Parafango.

“Certo, la strada è molto lunga”
C’era sempre un motivo di lamentarsi delle strade, il parafango aveva ragione. Un giorno era dissestata, un altro giorno era piena di curve, l’altra volta aveva un sacco di pozzanghera. Adesso era lunga.
“Cosa possiamo fare per passare il tempo?”
“Proprio tu me lo chiedi, faretto?”
Era stupito, lui. Eppure mi sembrava una domanda come tutte le altre.
“Diremo alle ruote dove sono i suoi bastoni”
Ridacchiai, anche se a posteriori non so spiegare perché mi venne da ridere. “Oh sì, ti prego, facciamolo”
Intanto la macchina proseguiva il suo viaggio.
“Ruote? Quattro ruote motrici?”
Quelle si coinvolsero, soprattutto quelle posteriori.
“Che succede? Avete bisogno di noi?”
“Ci stavamo chiedendo dove fosse il vostro bastone”
Come previsto, quelle si spaventarono non poco. Si guardarono allarmate, e preoccupate rivelarono: “In ogni caso, non verrei a chiederlo a noi”
Ciò che dissero era una situazione non da poco perché noi volevamo vedere i bastoni ma le ruote non ce lo permettevano.
Improvvisamente la macchina schizzò sul fango, e il parafango si sporcò di ogni cosa.

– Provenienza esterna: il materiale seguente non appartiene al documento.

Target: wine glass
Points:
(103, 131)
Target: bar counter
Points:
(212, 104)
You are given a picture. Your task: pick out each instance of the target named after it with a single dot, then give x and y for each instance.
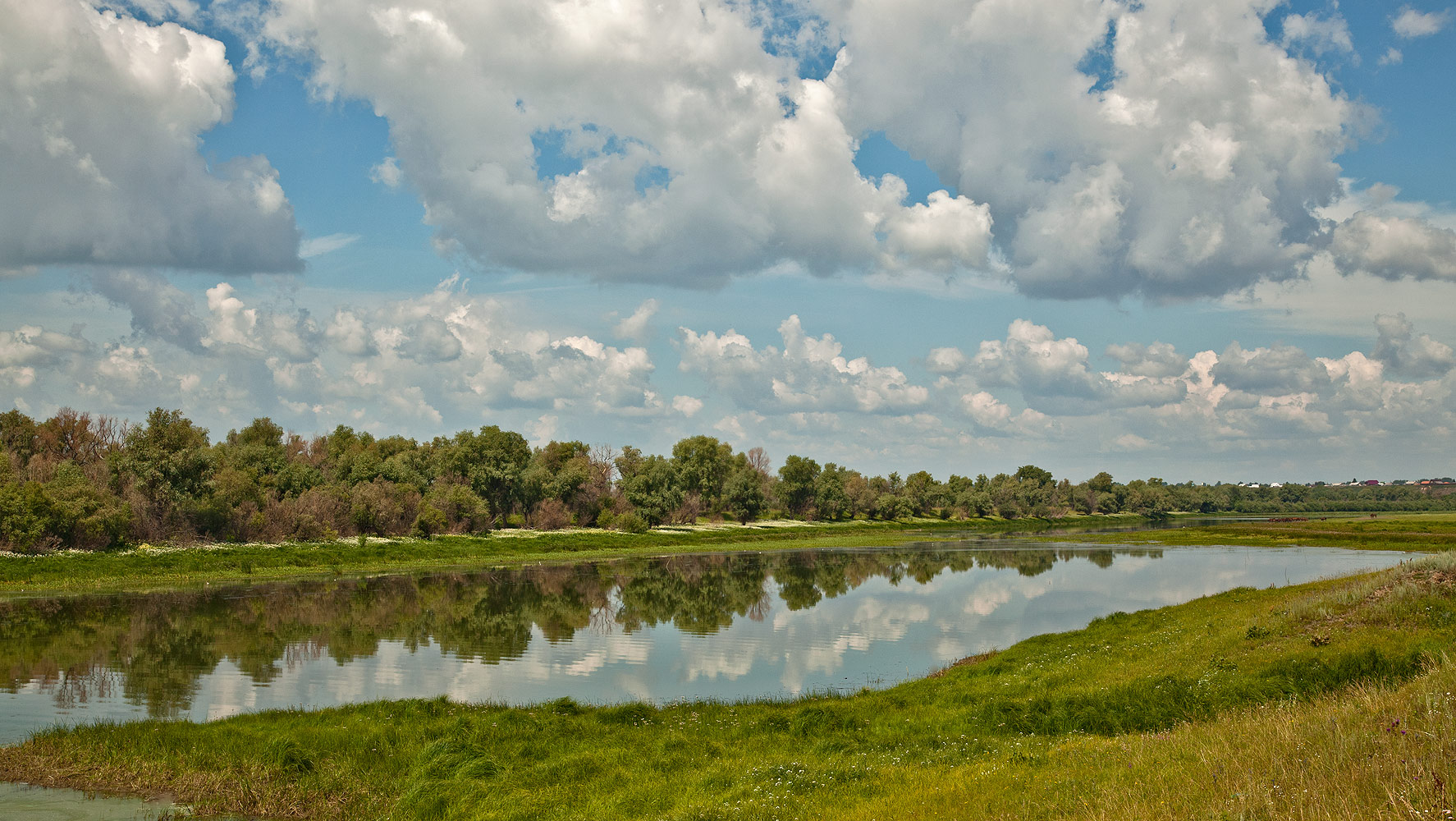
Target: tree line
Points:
(82, 480)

Io seppi cosa era successo in realtà.
“Screanzate che non siete altro!” esclamò furibondo. “E così, per una persona che vi fa una domanda voi rispondete lanciando una notevole quantità di fango su di voi?”
Fecero una pausa.
Risposero “Sì. Crediamo che sia abbastanza appropriato”
“Una reazione molto diplomatica, devo dire” commentai.
“Spero che tu sia sarcastica, cara freccia”
“Non mi chiamo freccia! Mi chiamo INDICATORE DI DIREZIONE, e se ti sento nominare ancora una volta la parola con la F riceverai anche da me qualcosa che non vorrei mai vedere!”
Seppi di aver fatto centro con quegli argomenti. Tuttavia, il parafango non si arrese.
“Allora! Vogliamo vedere questo bastone o no?”
“Non sai neanche tu se vuoi vederlo” ribatterono le ruote, ma quegli rispose “Una volta eravamo io, l’ABS e l’airbag. Stavamo andando a spasso quando riuscimmo a scorgere una carrozza passare tra le stelle. Poi siamo dovuti scappare perché un grosso tentacolo acchiappa macchine era appena sbucato dal tombino. Ci stava proprio mettendo i bastoni tra le ruote”
“E noi cosa c’entriamo?” chiesero quelle. Io, di contro, cominciai a ticchettare. In fondo, ero una freccia.